Some time ago I joined an online Gratitude group. We are a group of mothers with chronic pain. We don’t talk about diagnosis, pain, medication or the impact it has on our lives. We agree not to seek sympathy or offer advice. We simply write why we are grateful.
I started keeping a gratitude diary where I write something new that I am grateful for each day. This is easy when I’m feeling good, being naturally enthusiastic I can find good in most things, there is much to celebrate in my life. When I’m feeling ill and miserable it’s harder, negative events from the past, present and the ones I’ve predicted for the future cloud my judgement. Over time listing the good has helped me to stop looking at other people’s lives through jealous eyes. Even on rainy days I can look for the sunshine. For me this is the difference between grateful thinking and positive thinking.
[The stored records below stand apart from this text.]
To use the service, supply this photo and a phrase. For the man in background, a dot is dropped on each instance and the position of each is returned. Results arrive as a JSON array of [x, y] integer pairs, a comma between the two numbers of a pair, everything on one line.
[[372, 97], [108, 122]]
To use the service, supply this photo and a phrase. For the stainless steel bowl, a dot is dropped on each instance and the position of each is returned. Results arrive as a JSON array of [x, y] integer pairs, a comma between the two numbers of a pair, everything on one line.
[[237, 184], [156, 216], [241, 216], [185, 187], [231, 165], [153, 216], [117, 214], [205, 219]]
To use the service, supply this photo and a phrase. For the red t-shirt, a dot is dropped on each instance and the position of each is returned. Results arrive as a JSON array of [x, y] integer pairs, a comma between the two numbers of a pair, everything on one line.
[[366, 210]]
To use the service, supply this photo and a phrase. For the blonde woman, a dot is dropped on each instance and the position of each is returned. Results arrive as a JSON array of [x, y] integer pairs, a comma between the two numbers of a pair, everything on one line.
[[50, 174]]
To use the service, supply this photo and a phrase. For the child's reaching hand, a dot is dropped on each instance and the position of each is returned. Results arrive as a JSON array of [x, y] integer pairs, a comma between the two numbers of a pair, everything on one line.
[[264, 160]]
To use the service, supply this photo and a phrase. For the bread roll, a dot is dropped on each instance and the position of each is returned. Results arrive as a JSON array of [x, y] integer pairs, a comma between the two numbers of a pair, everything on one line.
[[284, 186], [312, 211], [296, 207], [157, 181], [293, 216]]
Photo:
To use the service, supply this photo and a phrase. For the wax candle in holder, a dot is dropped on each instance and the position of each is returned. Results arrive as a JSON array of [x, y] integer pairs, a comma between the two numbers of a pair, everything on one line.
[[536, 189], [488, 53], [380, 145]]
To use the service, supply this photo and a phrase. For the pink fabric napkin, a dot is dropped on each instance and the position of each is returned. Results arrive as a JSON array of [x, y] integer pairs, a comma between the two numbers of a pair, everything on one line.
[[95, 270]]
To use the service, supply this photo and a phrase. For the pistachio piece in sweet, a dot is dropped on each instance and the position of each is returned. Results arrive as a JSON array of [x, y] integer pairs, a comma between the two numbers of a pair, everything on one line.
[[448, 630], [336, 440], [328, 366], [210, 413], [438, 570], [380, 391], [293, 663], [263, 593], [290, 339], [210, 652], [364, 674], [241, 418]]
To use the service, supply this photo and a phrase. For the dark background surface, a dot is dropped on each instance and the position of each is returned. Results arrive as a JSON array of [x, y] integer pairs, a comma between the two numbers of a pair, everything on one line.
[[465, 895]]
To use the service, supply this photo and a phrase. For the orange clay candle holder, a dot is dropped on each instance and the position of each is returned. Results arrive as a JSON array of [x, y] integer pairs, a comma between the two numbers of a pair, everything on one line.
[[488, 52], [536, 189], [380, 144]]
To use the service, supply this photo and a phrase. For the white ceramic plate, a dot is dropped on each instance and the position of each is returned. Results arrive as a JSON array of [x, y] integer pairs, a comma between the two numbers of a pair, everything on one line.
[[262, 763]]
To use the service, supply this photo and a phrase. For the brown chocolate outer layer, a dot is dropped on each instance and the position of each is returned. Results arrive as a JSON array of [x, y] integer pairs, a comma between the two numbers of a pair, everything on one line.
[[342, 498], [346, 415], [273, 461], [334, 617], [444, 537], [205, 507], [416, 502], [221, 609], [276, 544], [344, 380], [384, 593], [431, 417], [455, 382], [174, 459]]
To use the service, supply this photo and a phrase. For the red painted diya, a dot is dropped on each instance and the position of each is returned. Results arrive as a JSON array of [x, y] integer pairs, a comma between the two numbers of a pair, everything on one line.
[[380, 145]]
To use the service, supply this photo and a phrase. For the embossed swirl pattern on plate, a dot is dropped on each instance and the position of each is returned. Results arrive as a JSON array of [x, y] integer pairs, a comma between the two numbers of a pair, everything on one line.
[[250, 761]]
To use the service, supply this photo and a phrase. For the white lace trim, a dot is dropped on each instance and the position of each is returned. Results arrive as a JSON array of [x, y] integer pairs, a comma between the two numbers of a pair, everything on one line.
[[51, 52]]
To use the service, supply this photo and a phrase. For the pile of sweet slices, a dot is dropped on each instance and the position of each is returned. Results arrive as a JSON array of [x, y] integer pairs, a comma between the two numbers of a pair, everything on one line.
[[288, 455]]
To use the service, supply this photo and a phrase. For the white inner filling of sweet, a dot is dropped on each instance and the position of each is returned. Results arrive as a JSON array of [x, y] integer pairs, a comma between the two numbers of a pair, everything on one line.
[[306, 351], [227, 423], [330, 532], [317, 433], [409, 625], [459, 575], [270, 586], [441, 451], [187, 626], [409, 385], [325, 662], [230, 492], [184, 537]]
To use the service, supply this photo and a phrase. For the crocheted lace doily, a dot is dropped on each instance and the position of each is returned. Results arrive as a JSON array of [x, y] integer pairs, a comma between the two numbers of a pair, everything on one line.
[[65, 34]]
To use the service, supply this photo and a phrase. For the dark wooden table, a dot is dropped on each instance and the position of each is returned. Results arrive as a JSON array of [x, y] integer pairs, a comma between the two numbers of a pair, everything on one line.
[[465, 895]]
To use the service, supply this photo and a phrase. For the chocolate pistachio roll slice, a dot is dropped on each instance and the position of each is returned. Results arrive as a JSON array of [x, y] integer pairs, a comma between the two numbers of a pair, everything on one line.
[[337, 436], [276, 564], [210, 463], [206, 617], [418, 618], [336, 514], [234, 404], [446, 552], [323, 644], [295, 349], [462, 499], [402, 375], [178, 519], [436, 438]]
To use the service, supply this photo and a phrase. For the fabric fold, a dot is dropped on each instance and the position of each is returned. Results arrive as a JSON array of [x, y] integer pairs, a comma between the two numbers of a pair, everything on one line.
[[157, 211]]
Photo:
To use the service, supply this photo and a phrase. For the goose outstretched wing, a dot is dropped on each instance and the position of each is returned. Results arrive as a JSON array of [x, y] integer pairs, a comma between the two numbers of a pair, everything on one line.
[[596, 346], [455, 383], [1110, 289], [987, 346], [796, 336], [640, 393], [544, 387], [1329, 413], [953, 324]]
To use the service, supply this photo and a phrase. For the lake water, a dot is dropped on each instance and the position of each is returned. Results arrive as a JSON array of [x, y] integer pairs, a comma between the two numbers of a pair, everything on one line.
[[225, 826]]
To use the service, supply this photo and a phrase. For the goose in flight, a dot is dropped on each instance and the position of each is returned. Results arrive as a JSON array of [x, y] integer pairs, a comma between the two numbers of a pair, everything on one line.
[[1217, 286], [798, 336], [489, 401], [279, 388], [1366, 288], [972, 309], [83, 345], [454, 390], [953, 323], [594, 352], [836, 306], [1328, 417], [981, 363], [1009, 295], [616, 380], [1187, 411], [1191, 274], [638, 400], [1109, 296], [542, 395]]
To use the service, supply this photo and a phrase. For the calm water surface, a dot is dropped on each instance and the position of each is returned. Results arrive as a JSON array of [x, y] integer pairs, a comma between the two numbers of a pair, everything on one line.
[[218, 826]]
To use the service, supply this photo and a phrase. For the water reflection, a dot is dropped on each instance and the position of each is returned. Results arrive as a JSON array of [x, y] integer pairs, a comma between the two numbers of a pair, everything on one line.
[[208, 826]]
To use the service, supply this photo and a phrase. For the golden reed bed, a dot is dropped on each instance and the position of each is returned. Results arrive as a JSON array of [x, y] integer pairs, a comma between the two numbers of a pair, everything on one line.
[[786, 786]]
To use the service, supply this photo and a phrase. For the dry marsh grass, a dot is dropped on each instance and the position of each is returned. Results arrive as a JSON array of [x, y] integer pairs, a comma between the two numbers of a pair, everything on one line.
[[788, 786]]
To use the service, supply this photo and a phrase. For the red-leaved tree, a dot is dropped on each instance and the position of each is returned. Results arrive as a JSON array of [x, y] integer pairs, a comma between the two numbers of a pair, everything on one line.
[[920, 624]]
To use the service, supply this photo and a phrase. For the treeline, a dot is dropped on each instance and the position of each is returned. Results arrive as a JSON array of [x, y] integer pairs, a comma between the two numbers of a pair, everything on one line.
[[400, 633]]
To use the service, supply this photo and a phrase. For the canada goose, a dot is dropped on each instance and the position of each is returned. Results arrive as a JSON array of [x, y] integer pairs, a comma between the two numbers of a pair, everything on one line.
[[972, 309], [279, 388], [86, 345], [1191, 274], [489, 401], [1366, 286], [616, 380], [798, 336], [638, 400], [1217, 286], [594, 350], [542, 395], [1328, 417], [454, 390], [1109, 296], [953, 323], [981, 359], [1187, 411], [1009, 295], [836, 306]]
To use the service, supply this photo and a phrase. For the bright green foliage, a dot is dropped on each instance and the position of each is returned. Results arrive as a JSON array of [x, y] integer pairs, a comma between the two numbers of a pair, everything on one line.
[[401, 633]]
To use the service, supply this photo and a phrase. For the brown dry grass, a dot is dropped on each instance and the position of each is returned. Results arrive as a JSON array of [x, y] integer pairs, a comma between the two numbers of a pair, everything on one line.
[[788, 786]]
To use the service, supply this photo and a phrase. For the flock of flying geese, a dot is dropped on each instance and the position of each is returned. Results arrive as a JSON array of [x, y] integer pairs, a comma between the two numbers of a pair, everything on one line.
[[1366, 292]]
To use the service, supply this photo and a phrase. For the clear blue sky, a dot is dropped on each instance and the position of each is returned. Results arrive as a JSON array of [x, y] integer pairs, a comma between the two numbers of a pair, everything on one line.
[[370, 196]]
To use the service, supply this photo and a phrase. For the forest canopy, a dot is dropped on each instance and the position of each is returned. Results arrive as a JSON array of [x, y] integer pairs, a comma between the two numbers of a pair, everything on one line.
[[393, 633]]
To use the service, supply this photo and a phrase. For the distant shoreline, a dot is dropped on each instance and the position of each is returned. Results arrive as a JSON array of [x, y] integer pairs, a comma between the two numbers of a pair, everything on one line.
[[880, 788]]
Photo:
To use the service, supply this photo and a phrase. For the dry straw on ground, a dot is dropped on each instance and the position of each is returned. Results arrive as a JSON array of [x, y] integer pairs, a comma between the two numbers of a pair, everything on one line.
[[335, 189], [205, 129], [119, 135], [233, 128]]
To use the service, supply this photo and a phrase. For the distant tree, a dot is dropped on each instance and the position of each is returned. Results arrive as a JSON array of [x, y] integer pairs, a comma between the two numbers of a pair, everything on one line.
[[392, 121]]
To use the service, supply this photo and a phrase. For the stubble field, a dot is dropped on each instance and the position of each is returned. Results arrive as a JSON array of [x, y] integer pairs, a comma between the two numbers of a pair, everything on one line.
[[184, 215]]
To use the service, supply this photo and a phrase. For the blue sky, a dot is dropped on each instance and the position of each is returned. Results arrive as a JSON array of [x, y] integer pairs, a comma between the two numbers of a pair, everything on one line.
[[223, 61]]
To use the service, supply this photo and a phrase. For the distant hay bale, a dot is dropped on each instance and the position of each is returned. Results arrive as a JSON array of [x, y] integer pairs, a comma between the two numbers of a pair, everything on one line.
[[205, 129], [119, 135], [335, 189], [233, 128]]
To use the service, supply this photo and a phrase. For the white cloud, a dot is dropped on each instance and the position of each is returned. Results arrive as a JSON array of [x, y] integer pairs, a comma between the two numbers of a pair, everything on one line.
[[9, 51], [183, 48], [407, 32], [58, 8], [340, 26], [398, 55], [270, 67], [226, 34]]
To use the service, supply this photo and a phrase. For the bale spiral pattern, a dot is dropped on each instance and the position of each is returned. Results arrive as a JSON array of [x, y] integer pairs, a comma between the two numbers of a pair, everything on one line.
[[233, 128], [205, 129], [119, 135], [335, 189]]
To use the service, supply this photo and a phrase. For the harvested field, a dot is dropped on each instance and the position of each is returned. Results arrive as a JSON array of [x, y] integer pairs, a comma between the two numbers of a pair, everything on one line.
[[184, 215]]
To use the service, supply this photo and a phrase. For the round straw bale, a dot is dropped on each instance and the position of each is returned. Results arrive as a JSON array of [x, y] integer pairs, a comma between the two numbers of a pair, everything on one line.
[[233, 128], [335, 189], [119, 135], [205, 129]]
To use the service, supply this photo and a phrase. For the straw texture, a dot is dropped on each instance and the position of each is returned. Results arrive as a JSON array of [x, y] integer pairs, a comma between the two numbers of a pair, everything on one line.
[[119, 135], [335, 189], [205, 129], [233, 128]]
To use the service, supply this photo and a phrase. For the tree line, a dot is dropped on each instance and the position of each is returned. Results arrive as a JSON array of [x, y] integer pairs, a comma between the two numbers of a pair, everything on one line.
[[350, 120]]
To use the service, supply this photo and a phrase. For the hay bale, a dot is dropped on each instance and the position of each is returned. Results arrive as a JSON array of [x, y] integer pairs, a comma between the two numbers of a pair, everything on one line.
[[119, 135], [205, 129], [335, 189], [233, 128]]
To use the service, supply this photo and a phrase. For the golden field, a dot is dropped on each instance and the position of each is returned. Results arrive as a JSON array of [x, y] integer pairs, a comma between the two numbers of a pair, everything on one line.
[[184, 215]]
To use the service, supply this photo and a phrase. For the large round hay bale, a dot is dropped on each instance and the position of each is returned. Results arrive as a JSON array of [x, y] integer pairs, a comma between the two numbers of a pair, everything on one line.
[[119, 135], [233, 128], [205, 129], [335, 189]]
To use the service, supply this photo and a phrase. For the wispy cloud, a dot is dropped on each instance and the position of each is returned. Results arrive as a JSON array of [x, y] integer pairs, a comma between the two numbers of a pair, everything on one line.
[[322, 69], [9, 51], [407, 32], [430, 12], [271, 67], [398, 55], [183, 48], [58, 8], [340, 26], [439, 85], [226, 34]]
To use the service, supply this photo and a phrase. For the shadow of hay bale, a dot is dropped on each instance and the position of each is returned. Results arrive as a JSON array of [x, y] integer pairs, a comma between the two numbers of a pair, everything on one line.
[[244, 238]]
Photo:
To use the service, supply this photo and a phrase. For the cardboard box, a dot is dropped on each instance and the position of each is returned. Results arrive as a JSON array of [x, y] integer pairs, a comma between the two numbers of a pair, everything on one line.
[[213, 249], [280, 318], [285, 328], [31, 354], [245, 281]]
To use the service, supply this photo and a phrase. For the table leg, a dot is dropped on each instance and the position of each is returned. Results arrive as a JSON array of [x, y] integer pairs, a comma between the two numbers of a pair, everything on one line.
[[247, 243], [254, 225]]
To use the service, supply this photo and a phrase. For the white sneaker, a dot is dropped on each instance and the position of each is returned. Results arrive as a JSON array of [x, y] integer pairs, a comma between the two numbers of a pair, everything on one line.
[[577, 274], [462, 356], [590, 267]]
Gratitude isn’t about kidding yourself everything is great as it is, it’s about noticing that everything isn’t terrible.
When I first started writing it all down, I wrote that I wondered if my Lupus wolf (I think she needs a name, suggestions welcome ?) was trying to teach me something. I think that something is appreciation. I’ve always been hungry for more, what’s next? what else can I do? what can I create today? where shall we go? But find it hard to sit back and enjoy things just as they are. When my eldest daughter was a baby I found myself constantly reading about the ‘next stage’ rather than enjoying her for how she was in that moment. I made a conscious effort not to do that the second time round and enjoyed it all much more.
One of the greatest things that’s happened since I started telling the truth and got rid of the ‘I’m fine’ party line, is that other people reached out too. Friends I hadn’t seen in years made contact, I’ve reconnected with friends I’d not seen for a while, people I see often invited me for lunch dates, tea and catch ups. I started regularly walking with other friends and our dogs. All of which has helped me let go of the frustrations of the things I can’t do right now. This experience reminded me of the essential goodness of the people I know, that our connections are so much greater than our individual achievements. So many people have wanted to hear and truly listen to my story and in turn told me theirs.
While I can’t pretend to be and can’t ever imagine being grateful for my body going rogue or the adjustments to the plan i’ve had to make I am grateful for the lessons its taught me. I’m grateful for slowing down, i’m grateful to be able to spend more time with my children and husband where we just are, we’re just beings not doings. I’m grateful to let go of all the irrelevant stuff I no longer have energy or headspace for and notice the small things , like the owl that talks to me when I freeze outside in the dark rounding up my chickens and rabbits at night.
Most recently I am grateful to sit in relative silence (I say relative, because this person causes me to talk more than anyone else) in beautiful peaceful surroundings eating chunks of marzipan with one of the people I love most. It was bliss. I am grateful to a friend of my husbands who although i’ve never met managed to point out many of my favourite parts of my life so succinctly. And I am grateful to have this time to write and tell those I love that I am grateful for them.
So today on Valentines day i’ll not bother with buying chocolates (if I can’t eat them, nor can anyone else!!) or cards, but instead i’ll be grateful that the people I love also love me.